In the recent ISIS conference, I organized and moderated a panel called "Business Analytics and Big Data: How it affects Business School Research and Teaching". The goal was to tackle the ambiguity in the terms "Business Analytics" and "Big Data" in the context of business school research and teaching. I opened with a few points:

  1. Some research b-schools are posting job ads for tenure-track faculty in "Business Analytics" (e.g., University of Maryland; Google "professor business analytics position" for plenty more). What does this mean? what is supposed to be the background of these candidates and where are they supposed to publish to get promoted? ("The Journal of Business Analytics"?)
  2. A recent special issue of the top scholarly journal Management Science was devoted to "Business Analytics". What types of submissions fall under this label? what types do not?
  3. Many new "Business Analytics" programs have been springing up in business schools worldwide. What is new about their offerings? 

Panelists Anitesh, Ram and David - photo courtesy of Ravi Bapna
The panelist were a mix of academics (Prof Anitesh Barua from UT Austin and Prof Ram Chellapah from Emory University) and industry (Dr. David Hardoon, SAS Singapore). The audience was also a mixed crowd of academics mostly from MIS departments (in business schools) and industry experts from companies such as IBM and Deloitte.

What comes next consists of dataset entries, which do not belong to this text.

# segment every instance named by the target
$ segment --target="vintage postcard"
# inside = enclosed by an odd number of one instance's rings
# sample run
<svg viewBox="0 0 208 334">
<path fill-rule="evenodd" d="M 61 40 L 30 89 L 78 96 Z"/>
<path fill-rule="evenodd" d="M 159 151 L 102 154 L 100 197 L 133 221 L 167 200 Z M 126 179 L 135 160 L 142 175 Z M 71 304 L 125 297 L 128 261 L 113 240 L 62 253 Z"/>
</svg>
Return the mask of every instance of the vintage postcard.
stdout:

The discussion took various twists and turns with heavy audience discussion. Here are several issues that emerged from the discussion:

  • Is there any meaning to BA in academia or is it just the use of analytics (=data tools) within a business context? Some industry folks said that BA is only meaningful within a business context, not research wise.
  • Is BA just a fancier name for statisticians in a business school or does it convey a different type of statistician? (similar to the adoption of "operations management" (OM) by many operation research (OR) academics)
  • The academics on the panel made the point that BA has been changing the flavor of research in terms of adding a discovery/exploratory dimension that does not typically exist in social science and IS research. Rather than only theorize-then-test-with-data, data are now explored in further detail using tools such as visualization and micro-level models. The main concern, however, was that it is still very difficult to publish such research in top journals.
  • With respect to "what constitutes a BA research article", Prof. Ravi Bapna said "it's difficult to specify what papers are BA, but it is easy to spot what is not BA".
  • While machine learning and data mining have been around for some good time, and the methods have not really changed, the application of both within a business context has become more popular due to friendlier software and stronger computing power. These new practices are therefore now an important core in MBA and other business programs. 
  • One type of b-school program that seems to lag behind on the BA front is the PhD program. Are we equipping our PhD students with abilities to deal with and take advantage of large datasets for developing theory? Are PhD programs revising their curriculum to include big data technologies and machine learning capabilities as required core courses?
Some participants claimed that BA is just another buzzword that will go away after some time. So we need not worry about defining it or demystifying it. After all, the software vendors coin such terms, create a buzz, and finally the buzz moves on. Whether this is the case with BA or with Big Data is yet to be seen. In the meanwhile, we should ponder whether we are really doing something new in our research, and if so, pinpoint to what exactly it is and how to formulate it as requirements for a new era of researchers.